Mary's Pause, My Reminder
- John Baumeister
- Aug 31
- 3 min read

Mary and I drove up to our second home in Door County over Labor Day weekend knowing a storm had ripped through on August 9th. The news was filled with words like tornado and even derecho, and by the time we arrived, the evidence was undeniable. A tree had fallen from its roots across the back of our house, its branches piercing into the roof shingles and rooms inside. It then broke it two and did the same to the front.
The old saying comes to mind: at least no one died. True—and for that I am grateful—but that doesn’t mean there wasn’t loss. Trees that had stood for a century were pulled out by their roots, entire lives of growth ended in a single gust. You could feel the storm’s violence in the silence it left behind.
Mary and I did what needed to be done. Most of the tree was gone when we arrived by the DNR and tree services. We dragged heavy branches into piles, cut through twisted limbs, and fed them into the fire. I’ve always liked a good fire, and this one was more than just warmth—it was a way of resetting. There’s something primal about the crackle of burning wood, the smoke rising as if carrying away the chaos. I have written about this before.
After hours of work, we had a barbecue together, eating in the glow of the flames, smoke still clinging to our clothes, the yard a little more under control than when we started.
Later, as dusk was close, curiosity pulled us outward. We walked to see how our neighbors had fared. It was shocking—massive trees torn out of the ground, twelve-foot root systems flipped upright like sculptures of destruction. Entire landscapes were changed in ways that will last for decades.

And yet, just steps away at the lake, the water was calm, glassy, as though nothing had happened. Two worlds existing side by side: devastation and serenity.
That’s when Mary did what she always does—what I love about her most. She stopped. She noticed. She found the beauty at the water’s edge, in the fragile green of new growth clinging to the rocks.

While I was caught up in measuring the storm’s force, cataloging destruction, and taking pictures of the damage, she was seeing the quiet resilience. She took a photo of that new growth, and I, in turn, took a photo of her. That’s how I think of her: always capturing beauty, always reminding me that renewal happens even in the harshest places.

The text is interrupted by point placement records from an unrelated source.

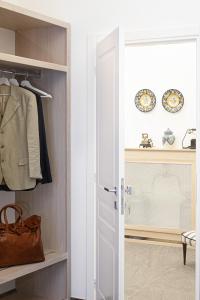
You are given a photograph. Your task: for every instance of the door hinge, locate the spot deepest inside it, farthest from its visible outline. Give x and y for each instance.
(122, 196)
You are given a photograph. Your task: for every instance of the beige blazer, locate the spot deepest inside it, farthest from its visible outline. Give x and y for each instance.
(19, 139)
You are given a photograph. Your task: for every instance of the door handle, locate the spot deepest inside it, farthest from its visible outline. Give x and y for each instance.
(111, 190)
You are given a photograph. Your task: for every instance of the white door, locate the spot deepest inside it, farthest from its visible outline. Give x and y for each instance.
(110, 169)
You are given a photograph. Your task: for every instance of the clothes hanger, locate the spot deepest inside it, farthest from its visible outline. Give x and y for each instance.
(26, 83)
(13, 81)
(4, 81)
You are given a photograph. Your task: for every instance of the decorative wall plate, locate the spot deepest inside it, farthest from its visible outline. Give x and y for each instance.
(172, 100)
(145, 100)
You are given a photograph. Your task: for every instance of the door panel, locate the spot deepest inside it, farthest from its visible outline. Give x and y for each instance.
(109, 171)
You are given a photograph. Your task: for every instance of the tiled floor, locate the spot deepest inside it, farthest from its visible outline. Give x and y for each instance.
(157, 272)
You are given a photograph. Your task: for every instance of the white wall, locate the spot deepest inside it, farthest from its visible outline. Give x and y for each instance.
(91, 16)
(160, 67)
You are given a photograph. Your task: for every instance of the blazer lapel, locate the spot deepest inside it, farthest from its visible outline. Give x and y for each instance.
(11, 107)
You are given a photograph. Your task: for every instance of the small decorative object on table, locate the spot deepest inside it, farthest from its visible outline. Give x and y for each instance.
(189, 140)
(168, 138)
(146, 142)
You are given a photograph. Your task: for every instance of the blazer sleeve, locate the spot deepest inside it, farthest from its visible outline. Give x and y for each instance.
(33, 138)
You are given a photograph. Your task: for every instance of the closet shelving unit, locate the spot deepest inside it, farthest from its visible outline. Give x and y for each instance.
(42, 45)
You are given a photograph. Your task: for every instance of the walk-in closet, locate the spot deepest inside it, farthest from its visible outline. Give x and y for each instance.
(37, 48)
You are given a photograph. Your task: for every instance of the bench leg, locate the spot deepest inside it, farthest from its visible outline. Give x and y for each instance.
(184, 253)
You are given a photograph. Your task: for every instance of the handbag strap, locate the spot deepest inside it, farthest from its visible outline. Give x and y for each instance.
(17, 208)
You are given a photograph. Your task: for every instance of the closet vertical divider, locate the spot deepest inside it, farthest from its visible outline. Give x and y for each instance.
(42, 45)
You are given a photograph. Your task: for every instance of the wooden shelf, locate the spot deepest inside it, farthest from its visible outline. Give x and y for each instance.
(160, 150)
(15, 18)
(18, 296)
(12, 273)
(12, 61)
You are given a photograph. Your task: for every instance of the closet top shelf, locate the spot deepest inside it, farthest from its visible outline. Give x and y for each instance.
(9, 60)
(16, 18)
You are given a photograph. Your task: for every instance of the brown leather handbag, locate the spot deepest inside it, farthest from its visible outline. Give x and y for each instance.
(20, 242)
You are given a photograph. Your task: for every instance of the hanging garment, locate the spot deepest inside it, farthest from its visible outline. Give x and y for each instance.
(19, 139)
(44, 157)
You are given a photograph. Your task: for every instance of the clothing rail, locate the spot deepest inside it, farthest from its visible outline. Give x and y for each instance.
(21, 73)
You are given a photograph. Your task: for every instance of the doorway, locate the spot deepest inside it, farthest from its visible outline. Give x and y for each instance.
(160, 174)
(138, 39)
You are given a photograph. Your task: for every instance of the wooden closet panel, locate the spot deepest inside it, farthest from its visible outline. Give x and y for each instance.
(45, 43)
(50, 200)
(50, 284)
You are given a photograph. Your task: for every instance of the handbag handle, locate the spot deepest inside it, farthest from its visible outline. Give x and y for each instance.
(17, 208)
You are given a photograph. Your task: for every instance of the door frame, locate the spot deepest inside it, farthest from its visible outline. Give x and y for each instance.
(137, 38)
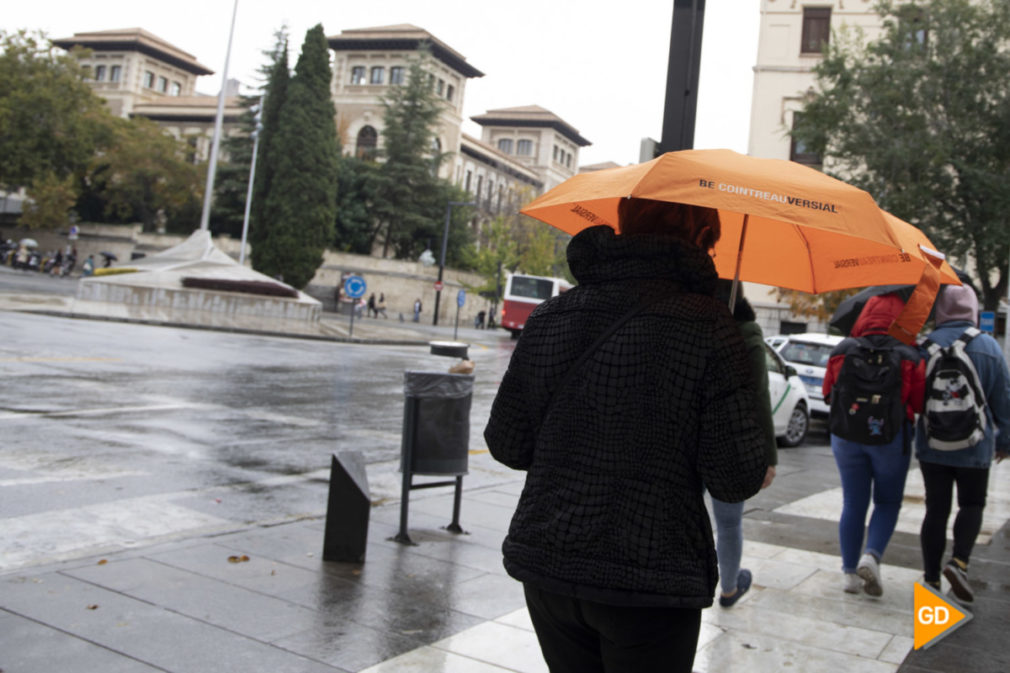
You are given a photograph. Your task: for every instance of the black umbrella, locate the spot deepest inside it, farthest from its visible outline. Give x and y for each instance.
(848, 310)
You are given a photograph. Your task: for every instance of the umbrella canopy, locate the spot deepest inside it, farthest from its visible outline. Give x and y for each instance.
(783, 223)
(848, 310)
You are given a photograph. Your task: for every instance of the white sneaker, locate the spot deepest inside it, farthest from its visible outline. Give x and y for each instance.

Science now tells us that trees communicate, sharing nutrients and signals underground. Which makes me wonder—when the storm ripped through, did the forest grieve? Did they warn each other? Not all of them survived. In that sense, yes, there was death. And yet even here, change continues. The fallen will rot and return to the soil, nourishing what comes next.
Here is my take on this. Storms—whether in weather, in life, or in our own minds—tear through without asking permission. They leave scars. They topple what we thought was immovable. But if we’re willing to look closely, like Mary does, we’ll see the beginnings of new life. Growth doesn’t erase the loss, but it makes space for something different, something we might not yet understand.